Book Review by Frank Cerwin:
Machines That Think: How AI Works and What It Means For Us
By Inga Strümke, Reinwerk Publishing, 2026
I came across this recently published book at my local library. Seems that I migrate to AI titles these days. The title sounded like another primer on AI but I decided to pick it up anyway since it just required a library card to acquire a copy and I could return it tomorrow if disappointed. However, I found that the title did not do justice to the content. The author is a Norwegian physicist specializing in AI and Machine Learning and known in Europe for her work in AI ethics. I did gain some new and valuable perspectives and insights from her book.
Here are just a few “food for thought” that I gleamed from the book:
- Neural Network models pick up whatever it believes as most useful in the data and doesn’t necessarily align with what we humans believe or know to be most important.
- When we use Machine Learning models to solve problems using data, we’re effectively assuming there’s a connection between the information in the data and the problem we want to solve.
- Machine Learning models have no way of knowing whether they have been given representative data – they simply optimize what’s given.
- Question if training data represents the world “we want to live in”, not the world as it exists or existed in the past.
- The golden rule of statistics is: “If you use one set of data to discover a phenomenon, you cannot use the same data to confirm the phenomenon, or any part of it.”

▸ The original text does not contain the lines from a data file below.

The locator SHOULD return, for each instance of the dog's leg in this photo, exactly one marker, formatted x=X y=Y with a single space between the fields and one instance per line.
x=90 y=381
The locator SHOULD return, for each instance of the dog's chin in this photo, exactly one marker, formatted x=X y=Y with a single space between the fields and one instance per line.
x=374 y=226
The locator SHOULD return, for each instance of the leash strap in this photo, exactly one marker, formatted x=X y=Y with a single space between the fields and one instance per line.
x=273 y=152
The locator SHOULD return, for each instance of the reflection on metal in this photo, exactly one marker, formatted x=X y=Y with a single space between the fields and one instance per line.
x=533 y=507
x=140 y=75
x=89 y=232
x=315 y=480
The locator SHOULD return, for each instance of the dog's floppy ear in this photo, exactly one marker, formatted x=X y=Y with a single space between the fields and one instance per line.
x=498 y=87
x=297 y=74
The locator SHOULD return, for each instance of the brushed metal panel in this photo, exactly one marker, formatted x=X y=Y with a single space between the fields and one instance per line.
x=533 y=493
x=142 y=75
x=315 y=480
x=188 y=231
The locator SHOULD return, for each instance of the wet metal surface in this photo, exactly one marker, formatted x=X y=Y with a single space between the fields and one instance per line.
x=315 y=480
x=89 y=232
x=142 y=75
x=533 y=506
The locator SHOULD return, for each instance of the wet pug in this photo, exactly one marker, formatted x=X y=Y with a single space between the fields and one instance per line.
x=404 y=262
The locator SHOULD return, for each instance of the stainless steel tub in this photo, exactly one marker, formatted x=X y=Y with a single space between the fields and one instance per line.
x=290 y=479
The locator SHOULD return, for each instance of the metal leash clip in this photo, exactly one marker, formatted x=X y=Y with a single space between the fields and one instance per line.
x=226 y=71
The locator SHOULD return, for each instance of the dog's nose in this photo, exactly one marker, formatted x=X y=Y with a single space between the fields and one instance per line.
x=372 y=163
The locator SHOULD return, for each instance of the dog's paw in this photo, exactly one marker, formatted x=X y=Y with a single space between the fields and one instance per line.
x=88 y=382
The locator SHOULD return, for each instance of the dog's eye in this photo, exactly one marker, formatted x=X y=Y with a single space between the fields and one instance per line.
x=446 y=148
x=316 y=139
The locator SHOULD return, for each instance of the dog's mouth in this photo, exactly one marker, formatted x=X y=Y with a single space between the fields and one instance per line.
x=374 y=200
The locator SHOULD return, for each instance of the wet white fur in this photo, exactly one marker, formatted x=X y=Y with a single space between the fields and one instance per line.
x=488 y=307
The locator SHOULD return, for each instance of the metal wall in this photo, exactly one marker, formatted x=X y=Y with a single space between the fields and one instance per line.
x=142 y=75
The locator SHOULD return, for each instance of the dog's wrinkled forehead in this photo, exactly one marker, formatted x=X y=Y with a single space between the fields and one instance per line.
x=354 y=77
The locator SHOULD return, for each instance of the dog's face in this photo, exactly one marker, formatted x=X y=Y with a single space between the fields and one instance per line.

All of these perspectives are backed up with case studies and example by the author. She describes how to collect data for different styles of Machine Learning. Strümke puts an important focus on work being performed in Explainable AI (XAI) and the field of ‘Concept Detection’ to understand the specific conclusions created by AI. I found the description of how deepfakes are created and how they improve themselves using two separate Neural Networks to be particularly eye-opening as well as scary.
The final chapters of the book address ethics related to what AI means to society, employment, and job loss. The author states that “Ethics is not about finding ‘the right thing to do’”. But rather, “It’s about weighing different interests against one another”. An interesting definition that she substantiates with her observations and experience. Further, Strümke provides different approaches to managing risks of unethical behavior with a set of ethical building blocks. Lastly, if you’re concerned about data security and how your data may not be as safely protected as you think it is, you will learn how “Membership Attacks”, “Jailbreaking”, and “Adversarial Images” can expose personal information and fool AI.
In conclusion, ‘Machines That Think’ is a worthy read for every data management professional. It has an overall emphasis on data and provides important insights and approaches that we all should know as we continue a journey into AI and Machine Learning data processing.